Se suele pensar que
la fiesta de los Reyes Magos es solamente una fiesta de niños. Pero no es
verdad, porque, en rigor, los mayores la necesitamos más que los
pequeños.
Tal vez deberíamos
ser los mayores, y no los niños, quienes debiéramos dejar
nuestros corazones en el balcón para que, al pasar, nos
dejarán los Reyes esa esperanza que tanto necesitamos.
Y es que, en
Navidad, todos los hombres somos objeto de un gran regalo. Los primeros cristianos lo celebraban con verdadero júbilo y cantaban en sus asambleas: “Nos ha nacido un niño, un niño se nos ha dado”. Pero lo tomaban en serio. Seguro de que éstos son los días en que Dios se nos muestra más clara y abiertamente cercano de los hombres, atento
a nuestras ilusiones. Y éste debería ser el gran
robustecimiento de nuestra esperanza.
Pero esperar no es
cosa fácil. Y menos, esperar bien.
¿Habéis visto cómo
esperan estos días los niños? Ellos esperan la llegada de los
Reyes y lo esperan sin vacilación, sin angustias. Saben que los Reyes vendrán. Y que vendrán sin falta. Y saben que
lo que les traigan será hermoso. Los niños se sienten queridos. Lo único que dudan es cómo se expresará este
año ese amor.
La noche de Reyes
se acuestan nerviosos, pero alegres, seguros. Los Reyes pueden traer
esto o aquello, pero seguro que lo que traigan será hermoso.
Los mayores no
esperamos así. Nuestra espera es angustiosa, porque no tenemos fe, esa seguridad de los niños. Miramos al año que comienza con inquietud, incluso con angustia, como mira el jugador la bola que corre sobre la mesa de billar.
Puede ser la
fortuna o la catástrofe.
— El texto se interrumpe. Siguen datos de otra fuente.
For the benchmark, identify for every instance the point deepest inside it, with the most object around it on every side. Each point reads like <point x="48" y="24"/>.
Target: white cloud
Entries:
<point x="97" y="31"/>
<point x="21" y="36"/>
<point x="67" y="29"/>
Puede ser un año de alegrías o de
fracasos, de triunfos o de ruina. La esperanza incierta da miedo, intensifica
la angustia más que curarla.
Por eso vivimos
tristes los más de los mayores. No nos atrevemos a pensar que
todo irá bien, hemos terminado por creer que la vida da
más tristezas que alegrías.
Por eso es tan
difícil alegrar el alma de un adulto. A un niño le alegra una
pelota. Los mayores necesitamos todo el sol del universo para
que el corazón se nos descongele.
Y, sin embargo, al
menos los creyentes deberíamos ser la gente de la alegría y la
esperanza.
La Navidad nos da
tres grandes motivos para esperar. El primero es la certeza de que no estamos solos en el mundo. Dios está sobre nosotros, se preocupa por nosotros. Nos ama. Nos ama tanto que hasta envió a su
mismo Hijo para que nos sacara de este atolladero.
El segundo gran
motivo es que, al hacerse hombre Dios, los problemas humanos se han vuelto también intereses suyos. Dios ha invertido en
este negocio de la humanidad. Se ha empeñado a sí mismo. Él tiene ya tanto interés como nosotros en que esto de la humanidad acabe bien.
El tercer gran
motivo es que ese Hijo viene a redimirnos, para salvarnos. Viene para explicarnos que la historia del mundo es una historia que acabará bien. Porque es una historia que viene del amor y va hacia el amor.
Ojalá lo
entendiéramos. Ojalá que hoy cuando los Reyes vengan y dejen sus
juguetes en los zapatos de los pequeños, encuentren también en los balcones los
zapatos de
los mayores, para dejar en ellos una buena ración de esa esperanza que tanto necesitamos.